Di Diego, lo Chef libero da schemi

Il Don Giovanni

Senza schemi in cucina…Pierluigi di Diego

Metti un bistrot che si affaccia sulla piazzola interna di un signorile palazzo, dove guardando in alto vedi il cielo attraverso una bella geometria di vetrate, e una cupola di alici marinate di Porto Garibaldi, belle grasse e invitanti, accompagnate da biscottati crostini. C’è già quanto basta per iniziare a volare via!
Mi avvento sulle alici come se fosse un sacchetto di patatine, una tira la l’altra. Le divoro avidamente non preoccupandomi nemmeno di preservare uno spazio per altri piatti. Prima di ritrovarle ancora così buone!…

Mi trovo al Bistrot La Borsa a Ferrara, la seconda creatura dello chef Pier Luigi Di Diego, dopo il rinomato ristorante Don Giovanni, limitrofo. Sono ferma alla alici, il piatto più semplice, o per meglio dire conosciuto, fra quelli in menù. Pochi ingredienti sapientemente calibrati mi restituiscono un’armonia di sapori straordinaria! Già parla la mano che ci sta dietro.
Una simpatica lavagnetta treppiedi con il menù del giorno, scritta dallo stesso Pier Luigi, che viene spostata da un tavolo all’altro via via che si deve ordinare, stuzzica, stuzzica su più piatti. È briosa tentazione, emana effervescenza e porta a chiedersi “oggi di cos’ho più voglia tra tutto questo ben di Dio?”

Ci pensa Laura Galantuomo, la giovane moglie di Pier Luigi, a guidarmi nella scelta. Si avvicina al tavolo, discreta e sorridente, mi racconta e consiglia. Crea una bella atmosfera il suo approccio. Lascia un segno. Fino a qualche tempo fa c’era Marco Merighi, socio di Pier Luigi e maitre di sala, trasferitosi all’estero. Ora c’è lei, bellissima in quel ruolo. E professionale, con l’impronta di impresa che sta conferendo all’attività.
Ha fatto la sua scelta di lasciare un’importante posizione sempre nel settore ed è salita in tandem con il marito, a condividere un progetto. Con coraggio e con forza. Se li guardo insieme dico con amore.

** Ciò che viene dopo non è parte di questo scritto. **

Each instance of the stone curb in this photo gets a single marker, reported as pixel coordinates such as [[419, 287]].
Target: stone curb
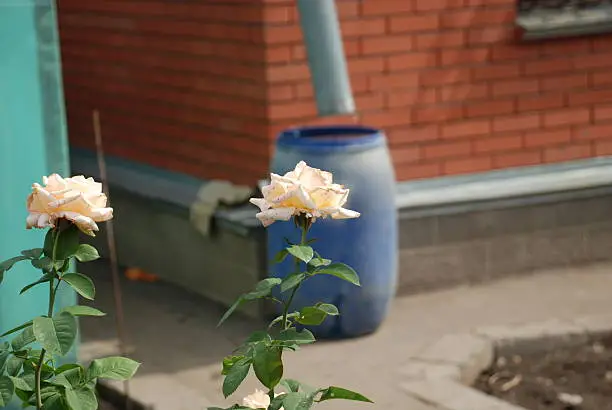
[[441, 374]]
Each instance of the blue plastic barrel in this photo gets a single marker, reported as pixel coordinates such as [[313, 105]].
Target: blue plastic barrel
[[359, 158]]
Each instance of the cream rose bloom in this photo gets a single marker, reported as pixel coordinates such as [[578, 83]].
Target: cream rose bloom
[[305, 190], [77, 199], [258, 400]]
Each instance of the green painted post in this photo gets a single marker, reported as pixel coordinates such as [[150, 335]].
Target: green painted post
[[32, 143]]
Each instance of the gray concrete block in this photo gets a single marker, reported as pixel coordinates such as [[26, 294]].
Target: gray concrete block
[[533, 337], [596, 324], [416, 369], [449, 395]]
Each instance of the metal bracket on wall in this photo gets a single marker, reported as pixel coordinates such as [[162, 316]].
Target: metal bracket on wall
[[547, 19]]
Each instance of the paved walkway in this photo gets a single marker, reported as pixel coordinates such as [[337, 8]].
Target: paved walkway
[[174, 335]]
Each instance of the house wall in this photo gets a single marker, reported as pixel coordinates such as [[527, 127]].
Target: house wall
[[203, 87]]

A tratti compare Pier Luigi, si affaccia sulla scena, un saluto, una battuta o il servizio di un piatto al tavolo. Informale, bizzarro, fuori dalle righe. La sua spontaneità ispira al primo approccio simpatia, parla in maniera diretta lasciando trapelare un bel pensiero libero da schemi. Motivo per cui la simpatia per lui, perlomeno la mia, raddoppia.

Ha tanti amici Pier Luigi e nella sua cerchia di “addetti ai lavori” ne conta di molto cari.

Come Bruno Barbieri, che oggi è arrivato al bistrot in compagnia di un paio di commensali ed è entrato con la familiarità di uno che si sente a casa sua.

A legare Pier Luigi a Bruno Barbieri come a Giacinto Rossetti, Igles Corelli, Mauro Gualandi e poi Marcello Leoni, Italo Bassi, Marco Ghezzi, Sandro Trioschi, Vincenzo Morgia fu il Trigabolo, una delle esperienze più straordinariamente visionarie e innovative del fare ristorazione in Italia, che ha preso vita in quel di Argenta tra il 1983 e il 1993.

Uno dei pochi casi in cui la critica si è trovata concorde all’unisono nel riconoscerne l’incredibile valore sotto molteplici aspetti: a partire dal reale lavoro di squadra, senza rigide gerarchie, con libertà di apporto di idee da parte di tutti, la liberazione della creatività, il cambio del menù ogni giorno…

Non sorprendiamoci quindi se in Pier Luigi troviamo quel guizzo che lo rende altro e per questo così bello rispetto al modo più comune di approcciare alla cucina. All’epoca del Trigabolo era un giovanissimo chef, lì si è forgiato e lì ha preso il coraggio di manifestarsi come lo vediamo oggi. Siamo affamati di saperne di più, noi arrivati dopo. Pier Luigi e compagni di brigata, sono queste le notizie con cui ci vogliamo nutrire. Non può esserci cultura enogastronomica nel nostro Paese senza una conoscenza di ciò che di meglio ha saputo partorire!